Не говоря ни слова и пройдя снова шестнадцать ступеней до конца лестницы, хотя то и не глубина помянутого кладезя, остановится с той стороны, где будет окошко, которое является скрытым входом к ещё одной покатой дороге ступенями в длину на сто шагов.
После того, как путники достигнут глубины кладезя, что составит ещё сто пятьдесят шагов, они окажутся в основании, наполненном множеством камней, из которого тянется следующая дорожка, теперь ведущая к медным вратам с двумя решётчатыми дверьми, отворяющимися без малейшего стука, но зато закрывающимися посредством нарочно сделанных крюков у дверей с ужасным громом, который раздаётся во всём том великом подземном здании.
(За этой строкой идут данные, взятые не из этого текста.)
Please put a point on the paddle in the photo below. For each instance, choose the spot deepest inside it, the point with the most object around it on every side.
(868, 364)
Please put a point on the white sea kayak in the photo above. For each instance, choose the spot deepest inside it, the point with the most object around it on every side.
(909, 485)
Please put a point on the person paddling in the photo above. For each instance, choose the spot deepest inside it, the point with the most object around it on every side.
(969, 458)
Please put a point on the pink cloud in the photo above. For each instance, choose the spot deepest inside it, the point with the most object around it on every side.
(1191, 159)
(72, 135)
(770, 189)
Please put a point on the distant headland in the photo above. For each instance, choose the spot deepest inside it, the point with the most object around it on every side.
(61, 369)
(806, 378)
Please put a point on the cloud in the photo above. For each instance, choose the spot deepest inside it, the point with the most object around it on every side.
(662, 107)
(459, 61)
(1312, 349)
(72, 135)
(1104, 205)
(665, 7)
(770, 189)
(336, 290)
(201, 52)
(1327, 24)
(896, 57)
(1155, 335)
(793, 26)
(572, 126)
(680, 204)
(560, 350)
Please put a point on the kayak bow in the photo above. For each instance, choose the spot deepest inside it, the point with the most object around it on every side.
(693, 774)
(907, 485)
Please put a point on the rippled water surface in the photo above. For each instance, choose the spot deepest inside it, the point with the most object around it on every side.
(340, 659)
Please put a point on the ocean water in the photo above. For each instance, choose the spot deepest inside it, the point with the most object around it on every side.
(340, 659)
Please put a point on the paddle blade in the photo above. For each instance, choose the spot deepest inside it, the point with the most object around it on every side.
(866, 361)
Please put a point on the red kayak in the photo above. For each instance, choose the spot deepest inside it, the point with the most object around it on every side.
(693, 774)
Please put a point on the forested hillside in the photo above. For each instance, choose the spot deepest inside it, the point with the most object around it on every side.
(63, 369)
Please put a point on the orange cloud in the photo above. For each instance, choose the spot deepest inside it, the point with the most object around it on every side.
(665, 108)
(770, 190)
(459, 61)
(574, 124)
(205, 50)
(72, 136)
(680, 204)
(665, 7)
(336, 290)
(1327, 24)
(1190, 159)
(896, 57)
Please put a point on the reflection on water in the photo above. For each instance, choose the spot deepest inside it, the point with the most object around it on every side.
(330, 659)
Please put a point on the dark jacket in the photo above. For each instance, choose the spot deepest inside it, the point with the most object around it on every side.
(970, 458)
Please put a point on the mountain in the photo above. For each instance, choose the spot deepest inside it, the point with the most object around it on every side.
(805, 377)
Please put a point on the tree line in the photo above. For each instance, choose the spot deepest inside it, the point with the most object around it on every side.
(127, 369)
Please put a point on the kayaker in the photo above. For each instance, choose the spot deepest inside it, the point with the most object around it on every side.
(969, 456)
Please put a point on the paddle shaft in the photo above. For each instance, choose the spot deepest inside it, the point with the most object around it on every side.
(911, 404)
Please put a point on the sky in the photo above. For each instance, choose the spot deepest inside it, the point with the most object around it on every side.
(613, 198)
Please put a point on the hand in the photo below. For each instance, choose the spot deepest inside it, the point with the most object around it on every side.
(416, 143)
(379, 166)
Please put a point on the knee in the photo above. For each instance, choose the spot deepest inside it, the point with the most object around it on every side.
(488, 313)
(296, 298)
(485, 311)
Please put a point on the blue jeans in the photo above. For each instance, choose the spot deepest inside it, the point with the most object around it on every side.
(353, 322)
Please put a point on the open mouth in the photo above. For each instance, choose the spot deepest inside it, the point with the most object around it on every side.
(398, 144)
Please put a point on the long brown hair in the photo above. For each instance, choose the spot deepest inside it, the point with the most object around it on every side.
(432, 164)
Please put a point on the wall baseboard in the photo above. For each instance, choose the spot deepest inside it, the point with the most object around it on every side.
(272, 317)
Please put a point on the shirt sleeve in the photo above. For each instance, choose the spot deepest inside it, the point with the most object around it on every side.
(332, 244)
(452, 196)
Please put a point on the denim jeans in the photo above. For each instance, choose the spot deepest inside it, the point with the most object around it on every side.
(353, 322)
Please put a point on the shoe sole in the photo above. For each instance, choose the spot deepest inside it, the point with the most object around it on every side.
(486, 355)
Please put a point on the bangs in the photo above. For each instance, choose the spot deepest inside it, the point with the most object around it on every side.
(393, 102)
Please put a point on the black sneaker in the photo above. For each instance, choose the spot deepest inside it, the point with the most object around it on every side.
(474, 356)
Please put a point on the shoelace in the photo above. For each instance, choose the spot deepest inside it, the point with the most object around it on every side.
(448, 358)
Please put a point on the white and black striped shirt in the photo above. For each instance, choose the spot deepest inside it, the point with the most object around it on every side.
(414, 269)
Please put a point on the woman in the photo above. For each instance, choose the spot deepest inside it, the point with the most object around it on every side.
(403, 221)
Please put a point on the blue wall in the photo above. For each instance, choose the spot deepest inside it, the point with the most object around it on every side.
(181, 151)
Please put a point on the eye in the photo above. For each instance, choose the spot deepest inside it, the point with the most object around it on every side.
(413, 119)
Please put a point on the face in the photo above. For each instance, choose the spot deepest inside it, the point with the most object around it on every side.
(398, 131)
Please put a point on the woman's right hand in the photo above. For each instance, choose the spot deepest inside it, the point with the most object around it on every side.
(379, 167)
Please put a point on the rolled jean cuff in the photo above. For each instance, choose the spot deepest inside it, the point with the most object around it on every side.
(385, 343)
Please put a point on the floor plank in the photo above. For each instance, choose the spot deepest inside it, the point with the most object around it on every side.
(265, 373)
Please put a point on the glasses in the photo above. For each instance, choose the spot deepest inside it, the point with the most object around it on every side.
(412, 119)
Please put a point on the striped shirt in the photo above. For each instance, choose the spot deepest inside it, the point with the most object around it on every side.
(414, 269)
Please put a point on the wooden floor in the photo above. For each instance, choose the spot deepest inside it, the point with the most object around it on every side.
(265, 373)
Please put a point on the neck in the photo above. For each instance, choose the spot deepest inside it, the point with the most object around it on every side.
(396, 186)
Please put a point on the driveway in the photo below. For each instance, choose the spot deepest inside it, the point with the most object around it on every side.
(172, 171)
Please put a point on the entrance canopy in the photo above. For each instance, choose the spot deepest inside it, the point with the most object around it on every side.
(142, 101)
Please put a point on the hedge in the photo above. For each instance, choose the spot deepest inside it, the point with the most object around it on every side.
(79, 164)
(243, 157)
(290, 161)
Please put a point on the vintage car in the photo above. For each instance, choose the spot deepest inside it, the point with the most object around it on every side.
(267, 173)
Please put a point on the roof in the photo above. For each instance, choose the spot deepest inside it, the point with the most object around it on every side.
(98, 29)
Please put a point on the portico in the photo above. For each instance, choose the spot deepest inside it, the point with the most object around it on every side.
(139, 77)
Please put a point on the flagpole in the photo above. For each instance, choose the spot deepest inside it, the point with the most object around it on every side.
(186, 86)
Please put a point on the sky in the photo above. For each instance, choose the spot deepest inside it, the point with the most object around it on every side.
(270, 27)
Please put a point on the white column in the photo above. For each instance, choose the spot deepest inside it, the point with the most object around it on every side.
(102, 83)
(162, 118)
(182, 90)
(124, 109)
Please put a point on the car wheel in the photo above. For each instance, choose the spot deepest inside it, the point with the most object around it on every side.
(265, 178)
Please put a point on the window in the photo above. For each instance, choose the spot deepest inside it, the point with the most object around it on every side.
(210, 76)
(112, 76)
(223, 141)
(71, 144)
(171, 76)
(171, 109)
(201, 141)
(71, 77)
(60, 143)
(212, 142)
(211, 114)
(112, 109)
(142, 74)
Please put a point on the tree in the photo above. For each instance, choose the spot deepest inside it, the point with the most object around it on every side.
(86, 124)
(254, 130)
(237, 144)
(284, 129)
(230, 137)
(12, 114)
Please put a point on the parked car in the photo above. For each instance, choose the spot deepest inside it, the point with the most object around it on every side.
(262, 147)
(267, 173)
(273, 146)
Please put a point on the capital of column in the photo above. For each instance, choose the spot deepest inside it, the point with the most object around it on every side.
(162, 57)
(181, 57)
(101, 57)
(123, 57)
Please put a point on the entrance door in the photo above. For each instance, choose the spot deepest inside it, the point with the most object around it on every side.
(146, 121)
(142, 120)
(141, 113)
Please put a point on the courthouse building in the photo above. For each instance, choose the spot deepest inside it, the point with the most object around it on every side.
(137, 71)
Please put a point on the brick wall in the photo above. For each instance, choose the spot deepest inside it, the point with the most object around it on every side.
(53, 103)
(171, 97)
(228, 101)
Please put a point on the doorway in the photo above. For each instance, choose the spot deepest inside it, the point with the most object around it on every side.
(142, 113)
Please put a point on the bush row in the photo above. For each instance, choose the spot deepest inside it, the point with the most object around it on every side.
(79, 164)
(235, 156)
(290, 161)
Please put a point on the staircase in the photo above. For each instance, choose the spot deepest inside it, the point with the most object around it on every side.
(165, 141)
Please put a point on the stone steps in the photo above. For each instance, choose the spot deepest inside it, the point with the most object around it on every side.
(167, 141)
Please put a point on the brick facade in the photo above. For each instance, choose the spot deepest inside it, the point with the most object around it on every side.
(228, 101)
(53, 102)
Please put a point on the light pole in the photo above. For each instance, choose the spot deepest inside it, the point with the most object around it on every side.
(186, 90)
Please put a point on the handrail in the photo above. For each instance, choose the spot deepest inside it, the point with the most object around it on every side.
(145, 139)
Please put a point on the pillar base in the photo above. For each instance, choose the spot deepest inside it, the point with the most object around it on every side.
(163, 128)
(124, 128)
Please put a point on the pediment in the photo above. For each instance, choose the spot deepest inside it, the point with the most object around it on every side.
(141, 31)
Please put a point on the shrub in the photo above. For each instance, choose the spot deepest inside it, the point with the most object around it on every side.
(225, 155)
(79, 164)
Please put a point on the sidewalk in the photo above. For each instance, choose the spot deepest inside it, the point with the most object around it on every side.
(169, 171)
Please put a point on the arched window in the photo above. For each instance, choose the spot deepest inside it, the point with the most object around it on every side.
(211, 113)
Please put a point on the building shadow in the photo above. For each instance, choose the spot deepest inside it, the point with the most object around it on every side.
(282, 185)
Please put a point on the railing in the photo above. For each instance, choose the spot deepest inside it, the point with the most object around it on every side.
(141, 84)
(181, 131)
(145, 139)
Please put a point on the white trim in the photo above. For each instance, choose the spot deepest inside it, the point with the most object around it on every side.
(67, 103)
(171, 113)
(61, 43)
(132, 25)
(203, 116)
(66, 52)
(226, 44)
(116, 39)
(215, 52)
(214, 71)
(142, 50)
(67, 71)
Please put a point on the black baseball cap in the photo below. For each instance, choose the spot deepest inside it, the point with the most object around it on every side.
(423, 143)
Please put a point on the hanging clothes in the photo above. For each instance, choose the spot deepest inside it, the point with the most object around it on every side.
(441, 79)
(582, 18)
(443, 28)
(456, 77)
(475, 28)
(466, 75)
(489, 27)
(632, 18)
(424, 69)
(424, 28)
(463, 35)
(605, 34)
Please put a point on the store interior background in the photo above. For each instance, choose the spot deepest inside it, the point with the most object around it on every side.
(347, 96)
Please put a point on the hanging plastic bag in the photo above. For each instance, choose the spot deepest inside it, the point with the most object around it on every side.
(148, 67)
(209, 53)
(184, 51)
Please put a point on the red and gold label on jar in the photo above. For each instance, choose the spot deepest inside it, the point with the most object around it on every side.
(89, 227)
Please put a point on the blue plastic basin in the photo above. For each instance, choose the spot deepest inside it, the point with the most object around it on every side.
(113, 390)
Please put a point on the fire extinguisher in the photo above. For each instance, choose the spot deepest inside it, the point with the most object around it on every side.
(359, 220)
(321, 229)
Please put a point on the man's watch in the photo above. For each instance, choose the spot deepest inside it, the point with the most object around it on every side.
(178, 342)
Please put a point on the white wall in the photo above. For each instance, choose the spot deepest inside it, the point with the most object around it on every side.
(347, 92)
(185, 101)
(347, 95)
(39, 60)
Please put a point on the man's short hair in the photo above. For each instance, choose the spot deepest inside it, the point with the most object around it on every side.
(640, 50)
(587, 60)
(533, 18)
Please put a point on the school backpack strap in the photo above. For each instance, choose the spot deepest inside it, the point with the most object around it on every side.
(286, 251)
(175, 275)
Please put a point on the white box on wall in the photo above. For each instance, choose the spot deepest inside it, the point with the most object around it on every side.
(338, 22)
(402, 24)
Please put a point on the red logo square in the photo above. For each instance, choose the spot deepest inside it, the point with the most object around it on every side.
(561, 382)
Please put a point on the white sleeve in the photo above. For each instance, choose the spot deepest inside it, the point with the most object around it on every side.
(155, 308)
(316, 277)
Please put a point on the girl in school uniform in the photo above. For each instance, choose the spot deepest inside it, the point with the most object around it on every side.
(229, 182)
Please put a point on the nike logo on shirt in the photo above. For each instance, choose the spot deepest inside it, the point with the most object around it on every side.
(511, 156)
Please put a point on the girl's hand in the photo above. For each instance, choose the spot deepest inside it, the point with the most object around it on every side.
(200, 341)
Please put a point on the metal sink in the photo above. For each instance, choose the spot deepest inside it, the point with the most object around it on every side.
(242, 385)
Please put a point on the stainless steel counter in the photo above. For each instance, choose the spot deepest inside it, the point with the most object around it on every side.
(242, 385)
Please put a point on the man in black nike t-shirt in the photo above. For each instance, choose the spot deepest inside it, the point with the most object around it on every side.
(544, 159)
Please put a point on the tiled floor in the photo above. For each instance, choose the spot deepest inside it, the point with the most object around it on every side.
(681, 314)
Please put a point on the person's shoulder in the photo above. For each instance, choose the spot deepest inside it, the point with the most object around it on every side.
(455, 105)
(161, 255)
Это есть северные врата, напротив которых находятся ещё одни врата, расположенные, если смотреть на них по полудню, на востоке. Заперты они вызолоченной железной решёткой, пруты которой очень толстые. Через эту решётку можно хорошо и детально рассмотреть всё, что за ней находится. На левой стороне к востоку есть ход, конец которого невозможно рассмотреть, хотя над бесчисленным множеством сводов висят зажжённые лампады. За этим проходом обычно слышно множество женских и мужских голосов, по всей видимости сочиняющих прелестную музыку или поэзию.
Ход сей, что предстал перед путниками, часть которого они могли рассмотреть чрез решётки, есть не что иное, как соединение большой пирамиды со всеми малыми. И под всеми этими бесчисленными сводами есть тайный ход в подземный храм, где истинные жрецы и жрицы, голоса которых и слышны, каждую ночь совершают церемонии, суть и смысл которых понятны лишь просвещённым.
Те же, кто всё-таки дойдёт до северных подземных врат, коих довёл досюда их собственный великий дух, который, по сути, поведёт ищущих и дальше, получают единственную возможность исполниться заветной мечте и стать просвещённым и совершенным человеком.
Это просвещение, к которому никого сюда входящего, кто бы он ни был, не призывают, и является тем самым тайным предприятием, раскрывающим все священные таинства, к которому искатель так стремился, тренируя свой разум и свой великий дух.
И вот, присев на каменную лавку, сооружённую вокруг кладезя, при этом озираясь по сторонам, путник находит чуточку времени для отдыха и рассуждения: возвратиться назад или идти дальше?
Величина сего подземного и большей частью неизведанного здания не просто удивляет, скорее, поражает своей масштабностью, отвлекая внимание от более мелких деталей, неких еле уловимых окошек.